Divine Centralization

We are prejudiced. It’s required by God. He demands that we distinguish between His people, folks who are useful, and folks who are enemies. It’s not binary as most Christians think; it’s ternary. Furthermore, it’s inherently subjective in the sense that you must decide for yourself. You cannot allow other people to decide it for you. God demands that you pay attention and discern for yourself whom to treat as family, useful servants and slaves/enemies.

The point is that you treat His family as your family. This means you invest an appropriate level of trust in some folks as a reflection of your trust in God. In His divine wisdom, we should trust Him to provide some portion of what we need through His people. There are no Lone Rangers in the faith. You may find yourself socially isolated in a sea of non-believers, but that just means your family hasn’t arrived yet. In Eternity, your family is massive beyond comprehension, so you just have to give God time to make them visible in your life.
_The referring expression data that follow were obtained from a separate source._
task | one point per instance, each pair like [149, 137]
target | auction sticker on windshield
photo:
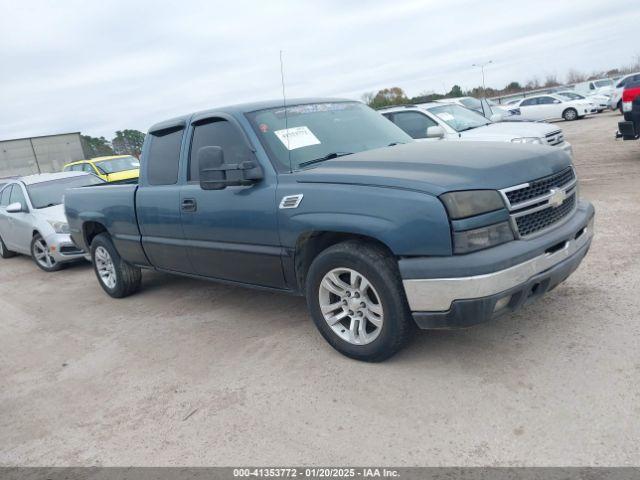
[297, 137]
[446, 116]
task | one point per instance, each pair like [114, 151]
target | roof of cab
[241, 109]
[47, 177]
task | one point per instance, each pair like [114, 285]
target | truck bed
[110, 207]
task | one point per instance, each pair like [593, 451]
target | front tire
[570, 114]
[116, 277]
[42, 256]
[4, 251]
[357, 301]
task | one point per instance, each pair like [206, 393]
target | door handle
[189, 205]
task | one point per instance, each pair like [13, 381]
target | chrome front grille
[555, 138]
[538, 188]
[541, 203]
[531, 223]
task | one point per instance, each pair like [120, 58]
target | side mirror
[215, 174]
[435, 132]
[15, 208]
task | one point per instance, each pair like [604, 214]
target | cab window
[414, 123]
[6, 194]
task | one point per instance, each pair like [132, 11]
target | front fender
[408, 222]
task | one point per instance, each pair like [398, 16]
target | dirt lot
[194, 373]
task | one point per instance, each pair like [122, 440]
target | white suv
[549, 106]
[442, 121]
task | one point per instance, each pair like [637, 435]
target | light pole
[482, 65]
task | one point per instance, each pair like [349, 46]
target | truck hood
[505, 131]
[438, 167]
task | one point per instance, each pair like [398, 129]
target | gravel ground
[195, 373]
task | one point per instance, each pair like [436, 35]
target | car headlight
[535, 140]
[481, 238]
[59, 227]
[468, 203]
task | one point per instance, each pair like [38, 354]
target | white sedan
[451, 122]
[550, 106]
[601, 101]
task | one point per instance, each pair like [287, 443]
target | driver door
[232, 234]
[20, 227]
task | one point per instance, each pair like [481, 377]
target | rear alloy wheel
[4, 251]
[42, 256]
[570, 114]
[116, 277]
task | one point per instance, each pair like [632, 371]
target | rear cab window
[164, 156]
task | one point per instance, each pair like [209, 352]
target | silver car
[32, 219]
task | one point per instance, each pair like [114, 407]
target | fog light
[502, 303]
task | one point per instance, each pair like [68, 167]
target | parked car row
[112, 169]
[629, 129]
[327, 199]
[437, 121]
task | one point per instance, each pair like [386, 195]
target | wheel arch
[311, 243]
[91, 229]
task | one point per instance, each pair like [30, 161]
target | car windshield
[571, 95]
[320, 131]
[118, 164]
[603, 83]
[459, 118]
[49, 194]
[472, 103]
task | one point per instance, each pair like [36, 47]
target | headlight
[536, 140]
[59, 227]
[480, 238]
[468, 203]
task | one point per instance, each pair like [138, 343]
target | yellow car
[117, 168]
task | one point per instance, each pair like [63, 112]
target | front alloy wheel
[351, 306]
[105, 268]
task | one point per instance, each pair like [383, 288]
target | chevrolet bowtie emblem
[557, 197]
Furthermore, it requires a commonly agreed covenant, and it must be feudal once it forms. At this point, it goes without saying that a common covenant starts with a shared heart-led consciousness. If there’s anything about which we are most truly prejudiced, it is the heart-led way. This is the one and only thing we know is within human reach, even for folks who remain spiritually dead. It is the one thing we can most likely discern about someone else; it is the only indicator we have of spiritual birth.
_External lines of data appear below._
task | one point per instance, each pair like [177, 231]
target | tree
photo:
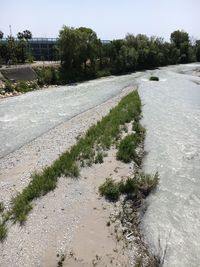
[78, 50]
[27, 35]
[1, 35]
[20, 35]
[179, 37]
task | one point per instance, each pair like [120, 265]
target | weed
[99, 158]
[153, 78]
[126, 151]
[3, 231]
[103, 135]
[140, 185]
[1, 207]
[110, 190]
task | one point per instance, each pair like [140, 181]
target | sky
[110, 19]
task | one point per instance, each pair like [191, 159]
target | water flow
[25, 117]
[172, 118]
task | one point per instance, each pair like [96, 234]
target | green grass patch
[139, 185]
[153, 78]
[3, 231]
[126, 151]
[102, 135]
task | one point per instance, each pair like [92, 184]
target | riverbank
[53, 211]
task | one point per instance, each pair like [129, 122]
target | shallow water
[172, 118]
[25, 117]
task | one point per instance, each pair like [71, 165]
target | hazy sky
[110, 19]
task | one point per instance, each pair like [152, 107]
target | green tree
[1, 35]
[78, 51]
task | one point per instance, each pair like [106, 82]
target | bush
[22, 87]
[8, 87]
[103, 73]
[99, 158]
[1, 207]
[3, 231]
[140, 185]
[126, 151]
[129, 186]
[153, 78]
[103, 134]
[110, 190]
[147, 183]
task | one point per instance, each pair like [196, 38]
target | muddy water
[172, 118]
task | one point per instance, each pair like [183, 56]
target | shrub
[126, 151]
[99, 158]
[129, 186]
[139, 185]
[103, 73]
[22, 87]
[103, 134]
[110, 190]
[154, 78]
[8, 87]
[1, 207]
[3, 231]
[147, 183]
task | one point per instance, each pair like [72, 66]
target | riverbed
[172, 117]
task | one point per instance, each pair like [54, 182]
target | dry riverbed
[71, 224]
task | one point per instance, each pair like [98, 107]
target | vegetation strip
[88, 150]
[130, 193]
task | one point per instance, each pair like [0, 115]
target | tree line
[83, 56]
[14, 50]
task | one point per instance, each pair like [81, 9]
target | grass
[153, 78]
[127, 146]
[3, 231]
[1, 207]
[102, 135]
[126, 151]
[139, 185]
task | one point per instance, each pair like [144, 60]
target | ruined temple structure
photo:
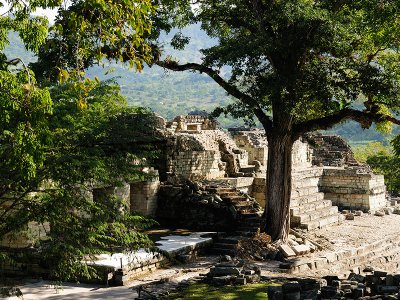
[214, 179]
[325, 176]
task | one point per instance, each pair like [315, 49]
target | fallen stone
[328, 292]
[275, 293]
[368, 269]
[396, 211]
[358, 292]
[358, 213]
[286, 250]
[252, 278]
[388, 289]
[390, 280]
[222, 280]
[356, 277]
[337, 284]
[226, 258]
[292, 296]
[291, 287]
[388, 210]
[240, 280]
[216, 271]
[379, 273]
[301, 249]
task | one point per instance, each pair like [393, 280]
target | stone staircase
[382, 254]
[248, 219]
[308, 208]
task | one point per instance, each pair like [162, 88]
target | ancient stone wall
[186, 207]
[207, 154]
[352, 190]
[330, 150]
[254, 142]
[143, 195]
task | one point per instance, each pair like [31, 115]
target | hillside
[171, 94]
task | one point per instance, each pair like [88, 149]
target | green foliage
[363, 153]
[61, 143]
[87, 32]
[88, 148]
[383, 161]
[204, 291]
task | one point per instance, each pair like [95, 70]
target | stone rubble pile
[297, 246]
[374, 284]
[230, 271]
[205, 205]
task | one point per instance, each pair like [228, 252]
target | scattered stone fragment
[358, 213]
[368, 269]
[286, 250]
[301, 249]
[396, 211]
[388, 210]
[379, 273]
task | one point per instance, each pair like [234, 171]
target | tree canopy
[63, 138]
[297, 66]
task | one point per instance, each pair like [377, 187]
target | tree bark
[279, 185]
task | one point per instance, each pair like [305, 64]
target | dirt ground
[350, 234]
[364, 230]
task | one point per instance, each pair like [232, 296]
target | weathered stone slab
[301, 249]
[286, 250]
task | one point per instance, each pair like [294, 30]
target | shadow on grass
[207, 292]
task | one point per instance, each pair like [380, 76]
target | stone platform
[351, 246]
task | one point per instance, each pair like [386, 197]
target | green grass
[204, 291]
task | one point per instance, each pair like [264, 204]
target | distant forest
[171, 94]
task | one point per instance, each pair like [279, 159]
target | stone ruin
[325, 176]
[210, 179]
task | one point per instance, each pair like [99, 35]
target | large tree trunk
[278, 185]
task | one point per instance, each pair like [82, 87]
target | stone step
[230, 240]
[248, 169]
[249, 215]
[234, 198]
[305, 182]
[222, 251]
[314, 215]
[227, 194]
[251, 223]
[381, 254]
[247, 228]
[322, 222]
[245, 233]
[220, 190]
[306, 199]
[229, 246]
[304, 191]
[242, 203]
[308, 207]
[245, 210]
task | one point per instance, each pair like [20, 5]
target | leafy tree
[296, 66]
[61, 142]
[86, 32]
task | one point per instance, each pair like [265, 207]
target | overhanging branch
[229, 88]
[365, 118]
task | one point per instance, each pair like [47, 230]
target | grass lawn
[207, 292]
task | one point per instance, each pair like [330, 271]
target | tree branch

But heart-led discernment isn’t always immediate. In more practical terms, we tend to be prejudiced against folks who aren’t focused on building up the Body of Christ. That means we expect them to manifest divine compassion. The second thing is we are prejudiced against folks who don’t respect the demands of Scripture.

Now those two earmarks of faith are things we can grasp on a human level. Your mind can absorb this from your heart very easily. And of course, this brings up all the many things we could say about churchianity and how it perverts these standards. For example, we don’t worship the Bible; that’s something portions of the historical churches have absorbed from the Judaizers. We hold that the writing is a manifestation of Christ, but is not Christ Himself. And we certainly don’t cling to the Western cultural meaning of “niceness” as our standard of divine compassion. All of this requires working to embrace a distinctly ancient Hebrew outlook on things. The Bible is an ancient Hebrew book, after all.
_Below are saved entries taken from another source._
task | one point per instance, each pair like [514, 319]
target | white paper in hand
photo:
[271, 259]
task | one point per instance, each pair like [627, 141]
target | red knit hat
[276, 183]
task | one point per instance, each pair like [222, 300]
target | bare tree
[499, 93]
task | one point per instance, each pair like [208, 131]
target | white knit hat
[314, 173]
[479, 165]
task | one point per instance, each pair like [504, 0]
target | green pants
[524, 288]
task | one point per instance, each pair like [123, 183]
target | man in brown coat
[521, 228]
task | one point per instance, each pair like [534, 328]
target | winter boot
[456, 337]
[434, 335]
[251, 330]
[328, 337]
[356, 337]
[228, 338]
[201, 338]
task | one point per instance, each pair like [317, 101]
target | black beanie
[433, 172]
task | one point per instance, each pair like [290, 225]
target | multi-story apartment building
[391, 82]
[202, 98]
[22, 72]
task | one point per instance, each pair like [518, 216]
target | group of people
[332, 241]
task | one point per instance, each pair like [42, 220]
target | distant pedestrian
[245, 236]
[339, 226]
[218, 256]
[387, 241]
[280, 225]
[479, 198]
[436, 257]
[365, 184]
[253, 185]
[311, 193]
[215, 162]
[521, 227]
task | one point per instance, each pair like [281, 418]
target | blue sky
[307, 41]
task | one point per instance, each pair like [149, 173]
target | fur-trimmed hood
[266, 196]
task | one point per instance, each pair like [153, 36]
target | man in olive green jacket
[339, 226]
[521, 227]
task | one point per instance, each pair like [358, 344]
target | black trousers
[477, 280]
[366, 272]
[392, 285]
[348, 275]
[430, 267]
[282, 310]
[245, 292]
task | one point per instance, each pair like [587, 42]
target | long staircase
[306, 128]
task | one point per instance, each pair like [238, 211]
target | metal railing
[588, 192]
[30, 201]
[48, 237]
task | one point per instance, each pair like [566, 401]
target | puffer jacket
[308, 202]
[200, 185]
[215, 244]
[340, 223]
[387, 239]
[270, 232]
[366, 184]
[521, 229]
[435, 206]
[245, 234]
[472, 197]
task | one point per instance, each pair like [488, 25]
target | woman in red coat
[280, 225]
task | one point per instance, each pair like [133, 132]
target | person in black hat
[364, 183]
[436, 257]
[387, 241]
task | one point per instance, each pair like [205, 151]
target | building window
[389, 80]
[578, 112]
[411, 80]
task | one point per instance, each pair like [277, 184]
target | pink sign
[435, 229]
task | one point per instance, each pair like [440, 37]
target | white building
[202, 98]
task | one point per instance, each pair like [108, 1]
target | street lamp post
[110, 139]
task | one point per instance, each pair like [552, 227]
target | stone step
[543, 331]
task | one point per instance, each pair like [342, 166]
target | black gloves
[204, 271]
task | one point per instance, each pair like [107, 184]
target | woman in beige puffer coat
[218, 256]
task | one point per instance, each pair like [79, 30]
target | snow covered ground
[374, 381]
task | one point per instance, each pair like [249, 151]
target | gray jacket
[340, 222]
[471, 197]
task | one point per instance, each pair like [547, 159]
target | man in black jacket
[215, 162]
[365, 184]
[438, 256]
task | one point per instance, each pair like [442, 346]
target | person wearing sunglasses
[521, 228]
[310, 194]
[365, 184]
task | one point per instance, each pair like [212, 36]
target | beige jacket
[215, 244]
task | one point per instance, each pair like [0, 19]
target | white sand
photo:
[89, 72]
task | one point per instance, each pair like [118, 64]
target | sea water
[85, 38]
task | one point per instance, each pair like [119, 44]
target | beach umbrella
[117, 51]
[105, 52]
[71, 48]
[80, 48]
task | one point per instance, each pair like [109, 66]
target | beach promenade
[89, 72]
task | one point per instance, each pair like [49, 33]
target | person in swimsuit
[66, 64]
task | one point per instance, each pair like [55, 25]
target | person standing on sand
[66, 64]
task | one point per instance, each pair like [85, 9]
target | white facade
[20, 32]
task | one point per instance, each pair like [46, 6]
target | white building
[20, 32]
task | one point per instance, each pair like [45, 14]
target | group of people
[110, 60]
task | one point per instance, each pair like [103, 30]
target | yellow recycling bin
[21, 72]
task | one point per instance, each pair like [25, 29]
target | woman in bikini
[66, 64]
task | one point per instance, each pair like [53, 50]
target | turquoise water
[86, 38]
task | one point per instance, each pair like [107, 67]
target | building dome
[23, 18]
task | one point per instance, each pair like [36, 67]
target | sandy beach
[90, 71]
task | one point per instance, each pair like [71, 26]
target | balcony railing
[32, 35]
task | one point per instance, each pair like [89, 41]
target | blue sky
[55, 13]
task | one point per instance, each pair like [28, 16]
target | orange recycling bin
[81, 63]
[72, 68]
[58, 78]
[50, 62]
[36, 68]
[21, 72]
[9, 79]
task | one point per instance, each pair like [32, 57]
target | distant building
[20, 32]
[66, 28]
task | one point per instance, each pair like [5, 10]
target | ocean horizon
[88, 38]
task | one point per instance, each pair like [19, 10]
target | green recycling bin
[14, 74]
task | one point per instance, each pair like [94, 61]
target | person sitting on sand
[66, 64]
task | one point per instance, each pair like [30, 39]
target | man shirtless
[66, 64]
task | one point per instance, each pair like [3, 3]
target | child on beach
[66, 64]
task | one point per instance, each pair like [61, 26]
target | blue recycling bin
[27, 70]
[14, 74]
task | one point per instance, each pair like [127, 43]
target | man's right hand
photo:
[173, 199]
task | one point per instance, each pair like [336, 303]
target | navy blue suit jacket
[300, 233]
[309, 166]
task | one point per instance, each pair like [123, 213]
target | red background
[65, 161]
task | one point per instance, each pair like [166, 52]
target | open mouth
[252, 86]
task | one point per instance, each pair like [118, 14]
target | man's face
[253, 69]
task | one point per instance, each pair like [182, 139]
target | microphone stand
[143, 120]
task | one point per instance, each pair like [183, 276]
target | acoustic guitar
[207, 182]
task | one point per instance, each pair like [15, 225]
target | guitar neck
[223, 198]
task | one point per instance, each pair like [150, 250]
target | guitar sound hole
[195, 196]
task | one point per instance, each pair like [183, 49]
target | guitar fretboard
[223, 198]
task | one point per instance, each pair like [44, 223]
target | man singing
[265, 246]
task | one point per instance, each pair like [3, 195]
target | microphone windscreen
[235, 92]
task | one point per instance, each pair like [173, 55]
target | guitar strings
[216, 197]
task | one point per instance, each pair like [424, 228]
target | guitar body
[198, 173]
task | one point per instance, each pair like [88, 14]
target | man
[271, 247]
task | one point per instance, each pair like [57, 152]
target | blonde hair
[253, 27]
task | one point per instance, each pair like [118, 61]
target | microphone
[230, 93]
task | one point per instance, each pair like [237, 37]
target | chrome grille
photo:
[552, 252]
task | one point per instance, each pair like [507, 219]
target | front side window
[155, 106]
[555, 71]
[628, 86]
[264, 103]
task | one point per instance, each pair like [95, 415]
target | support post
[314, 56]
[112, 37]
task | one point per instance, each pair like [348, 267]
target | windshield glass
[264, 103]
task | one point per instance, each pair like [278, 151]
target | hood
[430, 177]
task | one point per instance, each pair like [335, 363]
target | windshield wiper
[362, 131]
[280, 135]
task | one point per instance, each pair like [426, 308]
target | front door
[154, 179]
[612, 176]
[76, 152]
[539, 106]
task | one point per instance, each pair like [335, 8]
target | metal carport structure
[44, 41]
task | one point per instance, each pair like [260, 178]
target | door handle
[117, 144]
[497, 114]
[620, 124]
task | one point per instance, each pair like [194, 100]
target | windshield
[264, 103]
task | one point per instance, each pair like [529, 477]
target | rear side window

For this reason, some professed Christians are actually your enemies, and typically more so than random strangers who have no interest in Christ.

But in a more ideal world, many of us would be in geographical proximity to fellow covenant family. We would do for each other the things any extended family clan would do for each other. Sometimes it’s the one thing we do best; at other times it’s merely what we do better than others. That’s how any other feudal clan would do it. It’s all by the covenant seeking shalom.

This is what we mean by divine centralization. For now, this online community of faith has very limited interaction, but we still seek to do for each other what little we can to build our covenant shalom.